Vivre jusqu’à 110 ans, en pleine forme et sans l’aide de personne ? Cela peut sembler exceptionnel, voire irréel… Et pourtant, Vincent Dransfield en est la preuve vivante. Ancien pompier volontaire, il a franchi la barre incroyable des 110 ans avec énergie et lucidité. Mais alors, quel est son secret ? Et surtout, quel est cet aliment qu’il s’est toujours interdit ?
Un supercentenaire étonnamment autonome
Vincent Dransfield n’est pas simplement un homme âgé. Il fait partie du cercle très restreint des supercentenaires. À ce jour, moins de 70 personnes dans le monde atteignent cet âge, dont seulement trois hommes de 115 ans.
Ce qui frappe le plus chez Vincent, c’est sa vitalité. Il vit toujours seul dans sa maison à trois étages, se prépare à manger et gère son quotidien sans aide extérieure. Une forme remarquable qui suscite naturellement la curiosité.
Toute une vie dédiée à sa passion
Pour lui, tout commence avec les pompiers. Vincent a été pompier bénévole pendant des décennies. Il ne se décrit pas comme un grand sportif, mais son métier lui assurait une activité physique régulière et un fort engagement social.

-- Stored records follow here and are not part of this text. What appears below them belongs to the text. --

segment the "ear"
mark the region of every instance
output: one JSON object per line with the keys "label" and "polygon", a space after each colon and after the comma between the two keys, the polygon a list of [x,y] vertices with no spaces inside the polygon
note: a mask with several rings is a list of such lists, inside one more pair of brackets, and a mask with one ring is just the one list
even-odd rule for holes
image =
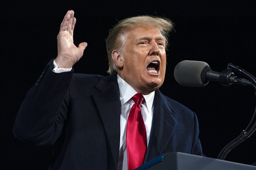
{"label": "ear", "polygon": [[124,67],[124,61],[120,51],[113,50],[112,51],[112,59],[118,69],[122,69]]}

« J’ai rencontré tellement d’amis », confie-t-il. Après la perte de son épouse en 1992, ces liens sont devenus encore plus précieux. Ce sens de la camaraderie joue un rôle clé dans sa longévité. Et c’est confirmé par la science : rester actif, entretenir des relations sociales et se sentir utile sont autant de facteurs reconnus pour protéger le cerveau et ralentir le vieillissement.
Une alimentation simple, mais réfléchie
Vincent n’a jamais suivi de régime strict, mais il a toujours cuisiné lui-même. Ce simple geste lui a permis de limiter les produits ultra-transformés. Pas d’additifs douteux, peu de gras cachés : il savait ce qu’il mettait dans son assiette.
Dans sa jeunesse, il travaillait à la ferme. « Je buvais du lait et je mangeais bien », se souvient-il. Ce mode de vie sain lui aurait donné une base solide pour son développement physique. Résultat ? Des os solides et une bonne santé générale dès le départ.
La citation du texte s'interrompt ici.